# Venison Ground Jerky



## Devo1 (Oct 31, 2020)

Last of my last years trimmings, about two pounds of ground venison. 

Teriyaki for 5 lbs

3 Tbs non iodized salt
1 tsp cure 1 
1 Tbs garlic granules
1 Tbs ginger pwder
1 Tbs ground mustard seed (optional)
1 Tbs black pepper
1/2 cup red wine
1 cup soy sauce
2 cups clear corn syrup
1.5 cup water

Combine all the ingredients, mix well into ground meat.

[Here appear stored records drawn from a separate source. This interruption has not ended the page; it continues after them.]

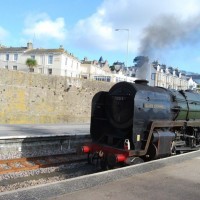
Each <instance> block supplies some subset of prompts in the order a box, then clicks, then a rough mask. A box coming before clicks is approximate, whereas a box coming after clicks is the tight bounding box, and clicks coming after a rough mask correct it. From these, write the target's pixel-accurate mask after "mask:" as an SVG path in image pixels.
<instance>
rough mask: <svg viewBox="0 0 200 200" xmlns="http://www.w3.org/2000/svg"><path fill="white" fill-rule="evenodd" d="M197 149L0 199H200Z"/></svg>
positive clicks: (199, 183)
mask: <svg viewBox="0 0 200 200" xmlns="http://www.w3.org/2000/svg"><path fill="white" fill-rule="evenodd" d="M199 166H200V151H196V152H192V153H188V154H184V155H179V156H176V157H175V156H174V157H170V158H166V159H160V160H156V161H152V162H148V163H144V164H140V165H136V166H129V167H125V168H121V169H116V170H110V171H106V172H101V173H98V174H93V175H87V176H83V177H79V178H74V179H70V180H66V181H62V182H58V183H52V184H46V185H43V186H37V187H32V188H29V189H25V190H23V189H22V190H18V191H14V192H7V193H0V199H6V200H11V199H12V200H13V199H20V200H22V199H33V200H36V199H37V200H38V199H49V200H55V199H56V200H67V199H69V200H71V199H73V200H90V199H91V200H92V199H95V200H104V199H105V200H107V199H109V200H112V199H113V200H133V199H134V200H152V199H153V200H154V199H155V200H157V199H159V200H187V199H188V200H199V199H200V167H199Z"/></svg>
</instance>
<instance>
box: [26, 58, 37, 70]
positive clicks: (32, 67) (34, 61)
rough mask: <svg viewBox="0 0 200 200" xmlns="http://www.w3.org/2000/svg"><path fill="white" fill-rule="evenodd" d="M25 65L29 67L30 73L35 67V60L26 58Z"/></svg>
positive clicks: (36, 65)
mask: <svg viewBox="0 0 200 200" xmlns="http://www.w3.org/2000/svg"><path fill="white" fill-rule="evenodd" d="M26 65H27V66H28V67H29V69H30V71H32V69H33V68H34V67H36V66H37V61H36V60H35V59H32V58H28V59H27V60H26Z"/></svg>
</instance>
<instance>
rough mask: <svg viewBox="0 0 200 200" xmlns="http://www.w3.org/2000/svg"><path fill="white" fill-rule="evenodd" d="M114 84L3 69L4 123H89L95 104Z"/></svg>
mask: <svg viewBox="0 0 200 200" xmlns="http://www.w3.org/2000/svg"><path fill="white" fill-rule="evenodd" d="M111 86H112V84H111V83H104V82H97V81H88V80H82V79H73V78H66V77H60V76H47V75H41V74H34V73H25V72H19V71H9V70H7V69H0V123H1V124H45V123H69V122H89V121H90V113H91V100H92V97H93V96H94V94H95V93H96V92H98V91H107V90H109V89H110V87H111Z"/></svg>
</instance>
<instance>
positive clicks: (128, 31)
mask: <svg viewBox="0 0 200 200" xmlns="http://www.w3.org/2000/svg"><path fill="white" fill-rule="evenodd" d="M115 31H127V33H128V35H127V46H126V67H128V51H129V29H128V28H117V29H115Z"/></svg>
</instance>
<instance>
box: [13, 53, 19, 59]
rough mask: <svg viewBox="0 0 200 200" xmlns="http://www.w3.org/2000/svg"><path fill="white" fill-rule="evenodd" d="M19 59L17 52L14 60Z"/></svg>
mask: <svg viewBox="0 0 200 200" xmlns="http://www.w3.org/2000/svg"><path fill="white" fill-rule="evenodd" d="M17 60H18V54H17V53H15V54H14V61H17Z"/></svg>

Smoked for 7 hours in the bradley 
@120 2 hours
@140 2 hours 
@155 3 hours

4 racks ready for the smoker. 1\4 inch thick







A few hours in the smoker






All done and look at that color 






Cut into strips and resting till morning for packaging if they last that long.


----------



## Brokenhandle (Oct 31, 2020)

they look phenomenal! Great color, I can see why you would have a hard time not eating them all!

Ryan


----------



## tallbm (Oct 31, 2020)

very similar to my italian cacciatore venison salami flavor jerky.  Though I use Lem's Original snack mix seasoning as a base haha.  The tang from the wine is awesome!


----------



## Winterrider (Oct 31, 2020)

Looks pretty darn good.


----------



## SmokinAl (Nov 1, 2020)

Looks perfect to me. I only make ground jerky cause I don’t like chewing all day. 
Excellent job!
Al


----------



## WildmanWilson (Jan 12, 2022)

I can't get past the texture of ground jerky. Its like eating a rubber floor mat. Most people that try it just don't like it. I did some last month with whole muscle and I will end up throwing the ground away. Its just weird to me.


----------